NBC has been facing a lot of criticism from the American public for its coverage of the London Olympics and specifically the limitations that are in place that do not allow people to watch events online without a cable package and do not even live stream events online.
Often other networks will release the results as they happen as they live-blog and live-tweet them, then announce them on air, spoiling the event and its outcome for viewers who have to wait to watch the events at a later time on NBC and its affiliate channels. The Games are also blocked on YouTube in the United States, while they are available in more than 60 other countries on the site.
Disgruntled Olympic viewers have taken to kvetching on Twitter with teases and jabs at NBC, but journalist Guy Adams used his account to seriously challenge their policy ... and then actually had his account disabled after one tweet that contained NBC Olympics president Gary Zenkel's e-mail address. Despite the shocking limitation on free speech, Twitter is an official partner of the Olympics as narrator and ad-driver. Adams' fellow journalist Kevin Rawlinson tweeted: "My colleague @guyadams' Twitter account was suspended after @NBC complained about his tweets criticising the network's #Olympics coverage." At the time of publication, Adams' account is still suspended.

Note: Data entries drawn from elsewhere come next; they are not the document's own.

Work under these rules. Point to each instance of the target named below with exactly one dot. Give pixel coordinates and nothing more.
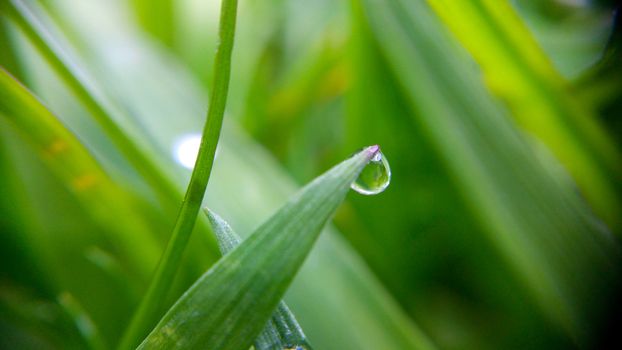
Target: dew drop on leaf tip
(375, 177)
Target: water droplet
(186, 149)
(375, 177)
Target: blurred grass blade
(282, 330)
(519, 71)
(79, 172)
(525, 203)
(77, 81)
(231, 303)
(157, 17)
(82, 321)
(368, 316)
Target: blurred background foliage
(500, 119)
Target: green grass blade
(282, 330)
(523, 201)
(368, 316)
(230, 304)
(519, 71)
(79, 172)
(149, 308)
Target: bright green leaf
(282, 330)
(230, 304)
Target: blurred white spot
(186, 149)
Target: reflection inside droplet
(186, 149)
(375, 177)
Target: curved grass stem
(150, 308)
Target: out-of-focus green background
(500, 120)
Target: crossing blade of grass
(231, 303)
(519, 71)
(79, 172)
(356, 300)
(523, 201)
(149, 308)
(282, 330)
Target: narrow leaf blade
(282, 331)
(229, 305)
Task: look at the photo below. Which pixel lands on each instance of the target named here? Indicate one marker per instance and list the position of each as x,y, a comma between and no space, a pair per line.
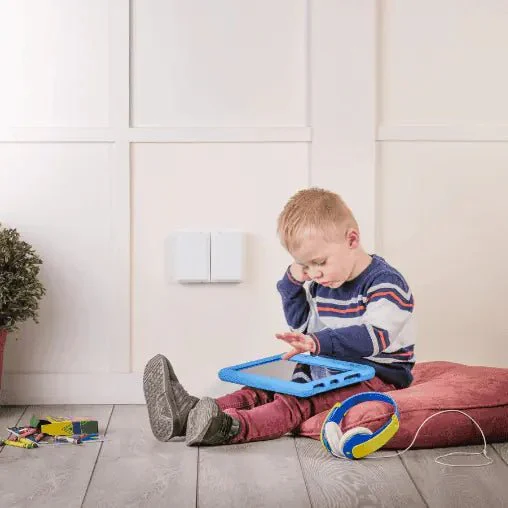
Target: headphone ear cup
355,431
333,435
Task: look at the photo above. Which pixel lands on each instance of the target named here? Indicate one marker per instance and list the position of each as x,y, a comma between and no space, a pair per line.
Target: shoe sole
156,379
199,421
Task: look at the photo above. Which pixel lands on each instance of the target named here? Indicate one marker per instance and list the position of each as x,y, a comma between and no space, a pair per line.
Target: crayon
67,439
27,432
18,444
24,440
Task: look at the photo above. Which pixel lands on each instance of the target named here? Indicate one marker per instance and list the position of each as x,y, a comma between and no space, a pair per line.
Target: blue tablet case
350,373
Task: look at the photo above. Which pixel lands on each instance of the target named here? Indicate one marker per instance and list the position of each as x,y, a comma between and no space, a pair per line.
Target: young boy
355,308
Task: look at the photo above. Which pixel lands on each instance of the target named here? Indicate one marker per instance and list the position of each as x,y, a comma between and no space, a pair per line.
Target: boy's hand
298,272
300,343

NBC has had a monopoly on Olympics coverage since 2000, paying $1.18 billion for rights to broadcast exclusively for 2012 and a total package of $4.38 billion for the next four Olympics between 2014 and 2020. This year seems stricter than the rest, but it's just because technology has caught up. Pirate websites and smaller television audiences give NBC a very strong incentive to lock down Olympic content and charge for it.

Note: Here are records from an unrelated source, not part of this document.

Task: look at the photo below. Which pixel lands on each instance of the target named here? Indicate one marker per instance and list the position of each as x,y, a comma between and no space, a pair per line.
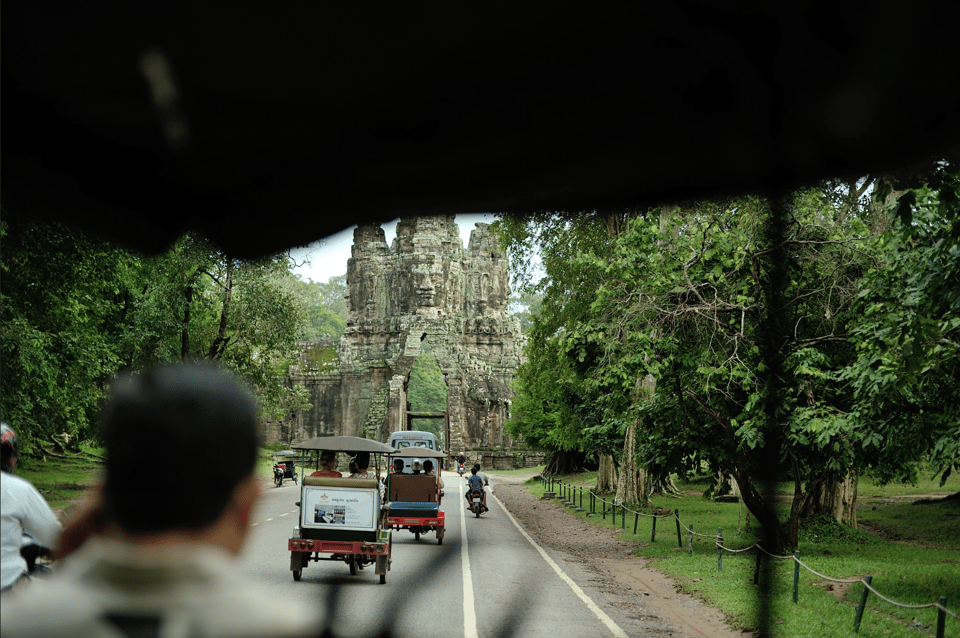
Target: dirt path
599,550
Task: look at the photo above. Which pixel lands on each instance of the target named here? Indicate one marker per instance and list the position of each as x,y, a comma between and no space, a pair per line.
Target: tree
324,304
61,301
194,302
697,318
908,320
554,410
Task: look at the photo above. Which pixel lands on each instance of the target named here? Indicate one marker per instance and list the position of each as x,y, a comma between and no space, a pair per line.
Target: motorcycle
277,475
476,502
38,557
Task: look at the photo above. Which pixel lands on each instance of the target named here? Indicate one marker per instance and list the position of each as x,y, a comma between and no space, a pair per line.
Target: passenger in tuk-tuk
328,460
153,552
362,462
428,470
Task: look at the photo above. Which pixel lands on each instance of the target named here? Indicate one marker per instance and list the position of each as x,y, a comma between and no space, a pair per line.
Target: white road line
469,611
592,606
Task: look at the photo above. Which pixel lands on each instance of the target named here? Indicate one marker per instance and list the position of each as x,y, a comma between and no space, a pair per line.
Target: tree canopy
75,310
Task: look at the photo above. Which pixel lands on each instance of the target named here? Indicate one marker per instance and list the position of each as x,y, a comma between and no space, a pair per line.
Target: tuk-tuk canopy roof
344,444
419,453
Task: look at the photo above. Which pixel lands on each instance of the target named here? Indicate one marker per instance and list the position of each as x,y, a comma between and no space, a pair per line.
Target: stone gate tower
425,286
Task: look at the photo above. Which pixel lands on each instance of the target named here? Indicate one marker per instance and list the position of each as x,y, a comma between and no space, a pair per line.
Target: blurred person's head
183,411
9,451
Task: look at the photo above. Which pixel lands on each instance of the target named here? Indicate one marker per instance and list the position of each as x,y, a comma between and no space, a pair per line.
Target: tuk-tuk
284,467
414,497
341,519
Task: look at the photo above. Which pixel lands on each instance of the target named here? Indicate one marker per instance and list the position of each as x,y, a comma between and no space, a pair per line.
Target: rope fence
569,494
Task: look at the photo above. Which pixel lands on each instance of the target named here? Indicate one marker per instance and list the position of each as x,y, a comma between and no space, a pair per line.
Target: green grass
908,574
63,481
525,470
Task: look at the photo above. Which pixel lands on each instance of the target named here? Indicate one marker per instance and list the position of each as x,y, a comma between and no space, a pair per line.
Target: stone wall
425,286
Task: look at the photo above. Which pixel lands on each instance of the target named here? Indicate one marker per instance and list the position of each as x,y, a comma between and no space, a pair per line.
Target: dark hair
362,459
160,415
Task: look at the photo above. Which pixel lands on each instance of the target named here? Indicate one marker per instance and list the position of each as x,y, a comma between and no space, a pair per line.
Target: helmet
8,446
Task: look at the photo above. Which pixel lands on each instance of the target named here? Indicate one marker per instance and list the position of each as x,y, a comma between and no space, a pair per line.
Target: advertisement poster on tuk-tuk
338,508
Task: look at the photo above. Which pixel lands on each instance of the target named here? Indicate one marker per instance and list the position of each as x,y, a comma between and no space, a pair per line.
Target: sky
328,257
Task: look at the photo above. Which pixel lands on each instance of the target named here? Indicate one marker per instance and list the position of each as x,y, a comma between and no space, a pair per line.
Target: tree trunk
766,516
185,326
220,342
607,475
633,484
832,495
565,462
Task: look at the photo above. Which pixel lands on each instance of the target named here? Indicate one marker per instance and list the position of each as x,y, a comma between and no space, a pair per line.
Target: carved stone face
426,291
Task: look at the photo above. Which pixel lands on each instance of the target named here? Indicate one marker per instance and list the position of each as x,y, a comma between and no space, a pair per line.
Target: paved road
486,570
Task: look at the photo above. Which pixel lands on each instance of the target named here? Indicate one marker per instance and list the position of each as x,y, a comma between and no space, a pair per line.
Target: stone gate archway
424,285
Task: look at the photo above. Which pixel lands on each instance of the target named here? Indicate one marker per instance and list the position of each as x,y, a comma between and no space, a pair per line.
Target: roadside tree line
808,336
76,309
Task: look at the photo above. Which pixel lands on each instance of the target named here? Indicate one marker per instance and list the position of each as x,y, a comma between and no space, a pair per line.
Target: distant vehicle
413,438
414,501
342,519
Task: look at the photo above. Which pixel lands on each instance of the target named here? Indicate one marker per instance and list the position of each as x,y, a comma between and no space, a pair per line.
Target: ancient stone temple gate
425,286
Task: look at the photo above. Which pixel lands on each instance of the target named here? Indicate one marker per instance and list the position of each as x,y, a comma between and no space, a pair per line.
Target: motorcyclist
22,509
475,483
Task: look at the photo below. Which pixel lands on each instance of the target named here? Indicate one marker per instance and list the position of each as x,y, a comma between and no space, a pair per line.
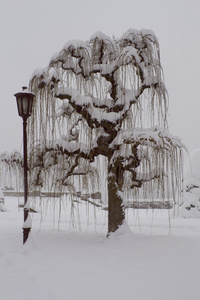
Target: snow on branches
106,97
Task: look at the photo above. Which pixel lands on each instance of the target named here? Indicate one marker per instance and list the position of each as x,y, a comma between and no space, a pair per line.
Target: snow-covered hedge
190,204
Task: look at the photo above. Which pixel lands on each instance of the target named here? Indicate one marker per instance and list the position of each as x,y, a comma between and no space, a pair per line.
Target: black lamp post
24,105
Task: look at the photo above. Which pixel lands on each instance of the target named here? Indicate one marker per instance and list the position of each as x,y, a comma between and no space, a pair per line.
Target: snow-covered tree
104,101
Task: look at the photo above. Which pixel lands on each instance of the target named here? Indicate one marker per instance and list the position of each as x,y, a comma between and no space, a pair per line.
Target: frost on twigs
101,105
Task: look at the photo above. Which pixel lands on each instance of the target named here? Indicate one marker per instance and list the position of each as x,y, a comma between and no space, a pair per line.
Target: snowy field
156,259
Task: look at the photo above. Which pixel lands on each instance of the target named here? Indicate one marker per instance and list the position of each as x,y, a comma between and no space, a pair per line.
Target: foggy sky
31,31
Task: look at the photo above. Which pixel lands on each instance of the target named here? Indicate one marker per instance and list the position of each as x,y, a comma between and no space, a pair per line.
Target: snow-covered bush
190,204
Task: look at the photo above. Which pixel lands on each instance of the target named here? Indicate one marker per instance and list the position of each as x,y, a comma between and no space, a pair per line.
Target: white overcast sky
31,31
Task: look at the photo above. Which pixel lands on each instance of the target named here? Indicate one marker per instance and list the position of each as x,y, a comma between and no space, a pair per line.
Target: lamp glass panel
30,105
25,105
19,106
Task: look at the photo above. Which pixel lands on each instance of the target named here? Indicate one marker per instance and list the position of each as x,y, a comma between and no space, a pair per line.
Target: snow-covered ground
154,260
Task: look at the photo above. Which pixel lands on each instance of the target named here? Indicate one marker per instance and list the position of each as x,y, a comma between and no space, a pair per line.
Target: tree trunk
116,214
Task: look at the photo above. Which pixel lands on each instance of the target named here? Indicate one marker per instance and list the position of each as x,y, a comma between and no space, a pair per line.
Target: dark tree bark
116,214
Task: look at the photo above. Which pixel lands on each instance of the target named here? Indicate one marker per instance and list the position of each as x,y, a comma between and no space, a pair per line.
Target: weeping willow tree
104,101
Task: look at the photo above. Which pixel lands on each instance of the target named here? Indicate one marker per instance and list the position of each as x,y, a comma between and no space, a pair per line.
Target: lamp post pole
26,230
24,105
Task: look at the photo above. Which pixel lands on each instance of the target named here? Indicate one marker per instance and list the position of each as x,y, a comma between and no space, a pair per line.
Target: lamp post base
26,232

Are they abusing this monopoly or are they executing smart business? It's both. In a time when content can be easily found free online, it's frustrating to face such a content lockdown for one of the most popular events of the year. Some of the magic of the Olympics is taken away when updates are available before the actual event is streamed and viewers should be rightfully annoyed. But it's still just simple economics: there's a strong demand, and NBC has all of the supply, plus a billion dollar bill to pay off.

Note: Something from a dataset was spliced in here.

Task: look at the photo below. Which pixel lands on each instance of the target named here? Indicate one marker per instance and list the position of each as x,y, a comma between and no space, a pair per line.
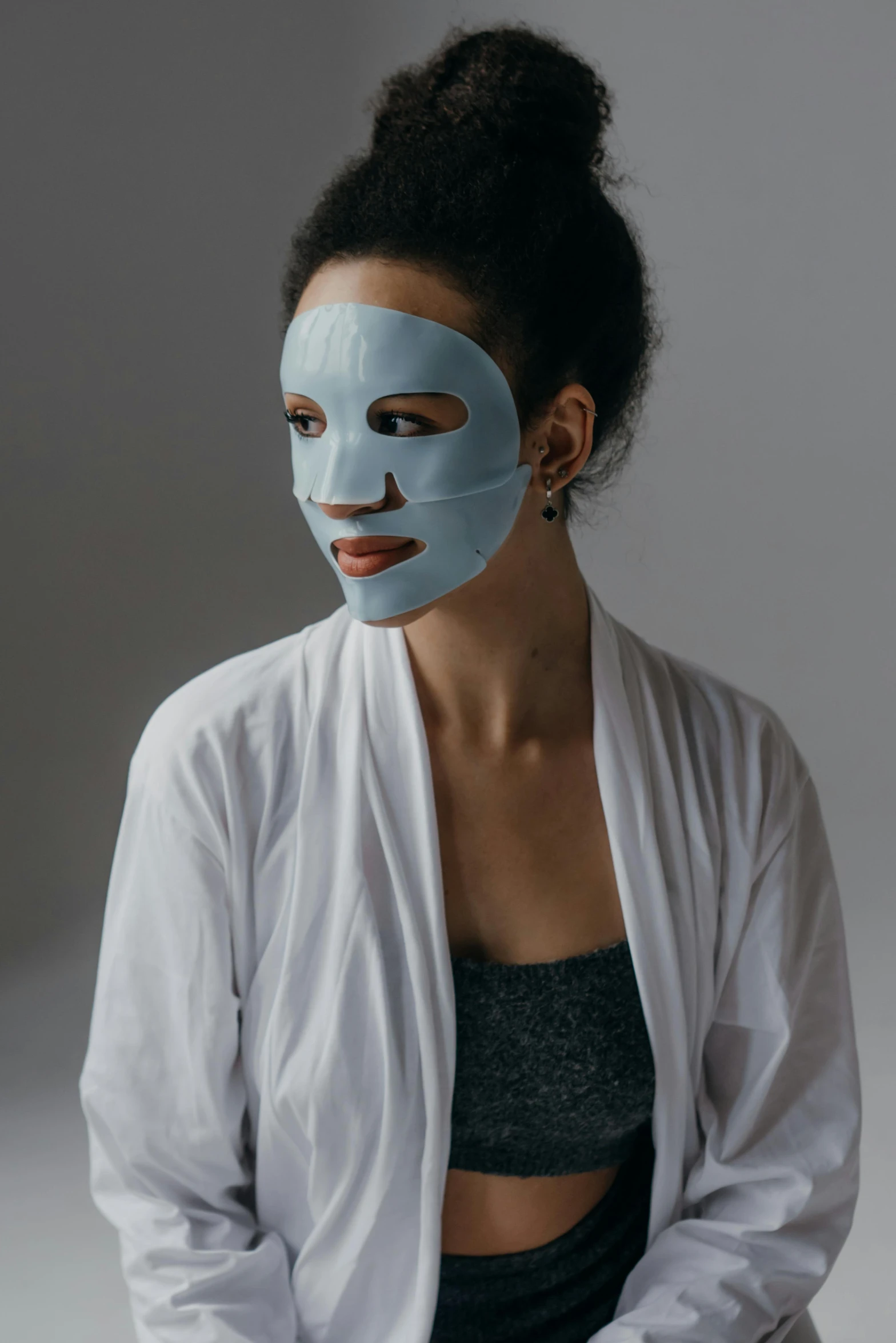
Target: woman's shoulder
242,707
737,741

As Americans, we feel entitled to free content and free access to it, especially as the young, tech-savvy generation grows up but the television business model is proving hard to break. Enthusiasm for the Olympics is still very high and the patriotism is contagious; some people are breaking down to pay and for others, updates alone will suffice. This year's criticism may influence the 2016 Summer Games, but don't expect it to.